All political parties are facing immense pressure to recruit younger members. It is encouraging to see a higher youth turnout at the last general election, but a second EU referendum is not the anecdote to youth apathy in this country. There are many other solutions to attract greater democratic participation among younger people instead of providing them with 'neverendums' on an issue dear to their hearts.

'The youth of today need to be more engaged in politics.'

Firstly, schools can help increase awareness of local politics. The British education system fails to adequately inform students about the differences between the major political parties and provide them with information on how to join one.

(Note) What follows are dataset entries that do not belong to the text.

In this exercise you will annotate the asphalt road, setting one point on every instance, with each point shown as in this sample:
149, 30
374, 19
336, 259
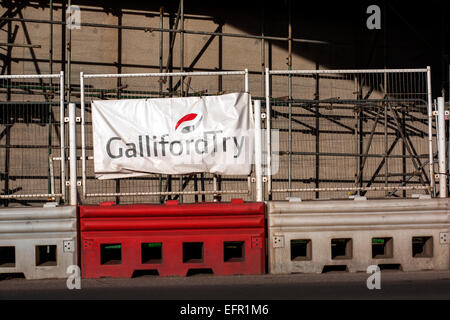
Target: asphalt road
330, 286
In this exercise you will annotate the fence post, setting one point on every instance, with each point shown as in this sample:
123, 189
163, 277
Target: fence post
268, 128
258, 151
62, 136
442, 149
430, 131
72, 155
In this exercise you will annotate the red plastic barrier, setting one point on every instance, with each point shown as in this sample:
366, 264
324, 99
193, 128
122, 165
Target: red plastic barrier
172, 239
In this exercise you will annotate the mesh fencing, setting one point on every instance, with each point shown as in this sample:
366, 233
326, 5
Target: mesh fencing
351, 132
31, 131
156, 188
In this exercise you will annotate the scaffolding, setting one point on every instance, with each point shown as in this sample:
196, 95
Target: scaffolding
320, 116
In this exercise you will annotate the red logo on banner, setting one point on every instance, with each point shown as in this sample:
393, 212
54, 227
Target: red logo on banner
192, 120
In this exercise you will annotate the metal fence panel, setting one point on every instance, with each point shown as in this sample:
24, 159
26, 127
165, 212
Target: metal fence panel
32, 138
351, 132
155, 188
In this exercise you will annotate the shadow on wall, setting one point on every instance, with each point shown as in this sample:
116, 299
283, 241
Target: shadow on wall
412, 34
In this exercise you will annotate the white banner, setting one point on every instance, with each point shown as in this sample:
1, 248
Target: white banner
173, 136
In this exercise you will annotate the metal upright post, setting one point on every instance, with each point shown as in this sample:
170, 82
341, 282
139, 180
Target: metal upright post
258, 151
442, 149
430, 131
73, 155
290, 98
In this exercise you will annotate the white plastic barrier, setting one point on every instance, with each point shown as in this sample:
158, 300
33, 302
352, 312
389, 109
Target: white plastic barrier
38, 242
315, 236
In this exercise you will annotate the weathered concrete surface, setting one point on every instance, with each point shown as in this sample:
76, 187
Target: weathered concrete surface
394, 285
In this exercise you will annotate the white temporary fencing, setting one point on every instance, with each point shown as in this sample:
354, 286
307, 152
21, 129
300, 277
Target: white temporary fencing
351, 120
316, 236
32, 130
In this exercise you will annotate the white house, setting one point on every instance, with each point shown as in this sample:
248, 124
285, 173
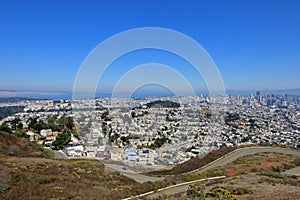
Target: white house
130, 154
116, 154
146, 156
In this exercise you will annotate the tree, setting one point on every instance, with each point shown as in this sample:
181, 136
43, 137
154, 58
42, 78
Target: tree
5, 128
62, 140
66, 122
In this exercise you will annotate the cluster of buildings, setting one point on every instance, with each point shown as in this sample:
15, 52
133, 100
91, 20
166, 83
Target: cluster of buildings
129, 130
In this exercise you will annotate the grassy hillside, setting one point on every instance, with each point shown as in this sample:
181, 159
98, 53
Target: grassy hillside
28, 174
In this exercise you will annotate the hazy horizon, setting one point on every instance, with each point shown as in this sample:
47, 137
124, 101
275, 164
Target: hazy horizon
254, 44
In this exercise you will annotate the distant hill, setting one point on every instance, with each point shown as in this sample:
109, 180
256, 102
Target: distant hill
15, 99
10, 110
162, 104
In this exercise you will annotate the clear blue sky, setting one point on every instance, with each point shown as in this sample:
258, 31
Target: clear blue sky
255, 44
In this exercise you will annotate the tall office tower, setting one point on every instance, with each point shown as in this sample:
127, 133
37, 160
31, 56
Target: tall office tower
258, 96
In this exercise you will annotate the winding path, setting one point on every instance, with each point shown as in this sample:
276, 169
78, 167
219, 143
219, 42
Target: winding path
223, 161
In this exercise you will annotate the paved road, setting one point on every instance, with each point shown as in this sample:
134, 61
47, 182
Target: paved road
131, 174
225, 160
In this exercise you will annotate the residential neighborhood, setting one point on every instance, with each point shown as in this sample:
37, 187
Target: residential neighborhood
159, 131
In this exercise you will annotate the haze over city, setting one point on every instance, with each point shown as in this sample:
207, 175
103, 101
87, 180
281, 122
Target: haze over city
254, 44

They could also do more to allow local political leaders to speak to them at schools about what they do in their constituencies. Most teachers are anti-Conservative, and there have been instances in the past where they have sneered at young people joining the Conservative Party. Schools should stamp out this behaviour immediately.

Local parties must grasp how to communicate with people on social media. They can make a greater effort to invest in sponsored ads on Facebook and Twitter to target the types of members they intend to recruit. Local parties' accounts are an innovative method of communicating with their target audiences about their activities.

Local youth parliaments are an excellent platform to provide students with a step into civil society.

Because of their neutrality, they can organise debates between the youth leaders of the main political parties and provide them with literature after the event on how to join a party. To be fair to schools, most of them are willing to promote these types of events.

The youth of today need to be more engaged in politics than ever before.

Take the issue of tuition fees. It is no secret any government can no longer afford to subsidise countless numbers of people studying towards degrees. The issue of student debt is now rearing its ugly head again. If more young people were involved in politics, they could shape policies like this to address the needs of students whilst tackling the debate on how to maintain university numbers in the face of rising fees.

Many of them feel fees need to be reduced and that this can be achieved by scrapping useless degrees that are not worth the same as vital ones, like maths or science. Yet the leaders of all parties have ignored these voices because they do not vote in droves.

It is great to see local parties taking the initiative in recruiting younger members, but Ben Howlett is wrong to suggest a second EU referendum is the answer.